Llega el pitazo inicial y nuestra selección se ve equilibrada en los primeros minutos, notándose, eso sí, la falta de llegada al arco de Muslera. Los comentaristas presagian cosas buenas porque llegamos al minuto 20 con el arco en ceros, sin tener en cuenta que ese cero es para ambas porterías.

El segundo tiempo comienza a consumirse, y Uruguay, sin mucho escándalo y con un juego sencillo y práctico, se monta en el partido gracias al frentazo de “Gol..din”, frentazo que teníamos sentenciado y advertido.

Uruguay hace lo suyo y de ñapa nos aprieta. Pekerman hace los cambios que considera pero que no dan dividendos. Dos goles más en contra para ajustar los 3,  y para alargar a 43 los años sin triunfos en la república oriental.

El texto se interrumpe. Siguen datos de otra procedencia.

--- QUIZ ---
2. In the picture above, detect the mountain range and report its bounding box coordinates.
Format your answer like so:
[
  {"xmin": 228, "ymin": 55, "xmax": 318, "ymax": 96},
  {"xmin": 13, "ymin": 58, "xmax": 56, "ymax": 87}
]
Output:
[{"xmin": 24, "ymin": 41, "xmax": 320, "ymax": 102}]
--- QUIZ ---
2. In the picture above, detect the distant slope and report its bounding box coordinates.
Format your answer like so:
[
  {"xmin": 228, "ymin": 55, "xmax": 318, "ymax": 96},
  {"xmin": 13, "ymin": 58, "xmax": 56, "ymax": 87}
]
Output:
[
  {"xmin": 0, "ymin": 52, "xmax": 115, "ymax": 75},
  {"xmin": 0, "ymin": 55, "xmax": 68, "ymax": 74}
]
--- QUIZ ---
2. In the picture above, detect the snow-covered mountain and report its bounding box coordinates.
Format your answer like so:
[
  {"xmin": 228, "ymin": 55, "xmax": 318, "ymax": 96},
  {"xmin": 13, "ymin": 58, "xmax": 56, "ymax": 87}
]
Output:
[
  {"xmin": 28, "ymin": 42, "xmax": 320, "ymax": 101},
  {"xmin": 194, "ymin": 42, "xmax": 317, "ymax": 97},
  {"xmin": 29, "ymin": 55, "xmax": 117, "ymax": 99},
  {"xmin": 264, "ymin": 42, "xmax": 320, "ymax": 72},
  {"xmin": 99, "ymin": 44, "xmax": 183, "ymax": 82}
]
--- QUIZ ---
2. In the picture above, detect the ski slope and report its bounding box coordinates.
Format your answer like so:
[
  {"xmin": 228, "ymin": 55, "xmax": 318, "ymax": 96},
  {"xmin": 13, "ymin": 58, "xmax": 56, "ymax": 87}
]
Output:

Seguimos con Chile en Santiago y con Argentina en Barranquilla, y la noche que llega. Mejor dicho, el holgado y oneroso cuerpo técnico tendrá mucho balón para cortar en este mes que nos separa de los próximos partidos, lo mismo que los jugadores, a quienes en su mayoría, habrá que ponerles debajo de la amarilla, la camiseta de sus respectivos equipos, porque eavemaría si les queda  “Cuesta Arriba” practicar el fútbol que por allá exhiben.